Since this is the first year Madison's Trust has been open, its teachers wanted their students to take on a project-based learning challenge that would help them take ownership of the school. A group of fifth-grade teachers decided to assign their students a project that would directly impact their lives and the environment around them.
This morning, representatives from the Audubon Naturalist Society spoke to the students about what kinds of wildlife used to live on the land where their school was constructed. They talked about how the fragile balance of an ecosystem can be thrown off by human activity.
Each student was assigned an animal to thoroughly research. They will create artwork of the species they studied, which will be auctioned off to raise money for supplies the students will choose to buy to aid animals in reestablishing their habitats.
“They want to put things in place for future students at the school,” said Amanda Brown, a fifth-grade teacher at the school. “In future years we hope to extend the habitat we rebuild into a nature walk around the entire school and an outdoor classroom.”
Brown said when she began discussing the topic with her students, they expressed sympathy for the animals and wanted to do something to help.

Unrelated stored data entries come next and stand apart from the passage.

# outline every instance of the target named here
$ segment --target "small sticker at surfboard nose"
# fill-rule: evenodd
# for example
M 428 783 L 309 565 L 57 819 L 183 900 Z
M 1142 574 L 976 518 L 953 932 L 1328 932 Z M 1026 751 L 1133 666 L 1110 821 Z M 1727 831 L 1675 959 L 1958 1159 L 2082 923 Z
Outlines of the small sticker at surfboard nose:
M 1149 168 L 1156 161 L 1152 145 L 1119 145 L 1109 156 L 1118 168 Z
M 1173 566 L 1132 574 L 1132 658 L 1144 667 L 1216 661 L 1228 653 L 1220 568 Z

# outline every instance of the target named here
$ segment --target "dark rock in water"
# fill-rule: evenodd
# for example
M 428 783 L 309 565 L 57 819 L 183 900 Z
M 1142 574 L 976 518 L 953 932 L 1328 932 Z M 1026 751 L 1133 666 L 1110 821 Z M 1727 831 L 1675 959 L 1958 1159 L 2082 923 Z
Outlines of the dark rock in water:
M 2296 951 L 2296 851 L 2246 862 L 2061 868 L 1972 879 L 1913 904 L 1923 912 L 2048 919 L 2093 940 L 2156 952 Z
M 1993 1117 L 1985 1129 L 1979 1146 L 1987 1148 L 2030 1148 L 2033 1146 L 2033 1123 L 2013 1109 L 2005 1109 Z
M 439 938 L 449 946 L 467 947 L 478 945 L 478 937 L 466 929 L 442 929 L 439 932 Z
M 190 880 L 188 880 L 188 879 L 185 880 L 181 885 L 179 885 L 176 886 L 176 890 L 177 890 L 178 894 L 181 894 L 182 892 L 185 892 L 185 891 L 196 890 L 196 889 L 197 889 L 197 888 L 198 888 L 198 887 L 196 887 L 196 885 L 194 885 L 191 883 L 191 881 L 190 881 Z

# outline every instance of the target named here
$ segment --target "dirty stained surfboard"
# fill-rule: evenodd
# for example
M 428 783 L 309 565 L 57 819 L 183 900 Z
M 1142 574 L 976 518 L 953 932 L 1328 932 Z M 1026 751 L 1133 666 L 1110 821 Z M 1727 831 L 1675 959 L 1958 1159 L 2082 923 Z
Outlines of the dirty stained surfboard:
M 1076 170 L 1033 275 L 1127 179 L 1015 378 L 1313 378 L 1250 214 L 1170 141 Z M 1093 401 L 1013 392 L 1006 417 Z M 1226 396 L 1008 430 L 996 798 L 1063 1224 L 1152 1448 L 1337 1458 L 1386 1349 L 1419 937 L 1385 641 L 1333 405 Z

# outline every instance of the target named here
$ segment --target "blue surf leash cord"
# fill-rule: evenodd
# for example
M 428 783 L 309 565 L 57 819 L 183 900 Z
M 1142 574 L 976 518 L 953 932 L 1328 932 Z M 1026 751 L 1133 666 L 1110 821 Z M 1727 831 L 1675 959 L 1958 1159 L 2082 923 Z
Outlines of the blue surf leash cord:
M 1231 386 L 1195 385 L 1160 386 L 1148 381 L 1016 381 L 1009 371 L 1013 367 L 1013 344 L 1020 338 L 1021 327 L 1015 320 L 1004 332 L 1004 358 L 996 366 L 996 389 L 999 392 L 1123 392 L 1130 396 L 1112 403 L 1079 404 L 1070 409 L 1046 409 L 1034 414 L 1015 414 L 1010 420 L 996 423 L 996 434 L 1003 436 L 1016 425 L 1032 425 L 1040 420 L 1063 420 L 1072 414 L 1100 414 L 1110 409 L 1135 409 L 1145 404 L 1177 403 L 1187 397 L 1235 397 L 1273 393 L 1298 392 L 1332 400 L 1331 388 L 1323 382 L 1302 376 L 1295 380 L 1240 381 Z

“There's been some empathy developed and some realization that construction and having nice new things means something has to be lost in the process,” she said. “They are making that connection and realizing we are part of the problem and we also have to be part of the solution.”
Jackie Buchan, a fifth-grade teacher at the school who's witnessed the building out of Brambleton as a resident, said the project isn't about making anyone feel guilty for constructing the school. The emphasis, she said, is on finding a way to respect wildlife and be able to coexist with nature in an ecological way.
“They see the legacy this is going to leave behind,” she said. “It's about what we can do to keep the environment the way it is and bring people and animals here to come back and appreciate it.”
Shreyas Sailes, a fifth-grader at Madison's Trust, said he is thankful to his teachers for assigning the project.
“We really appreciate it. It will help all of the animals a lot,” he said. “All of these animals are also living things.”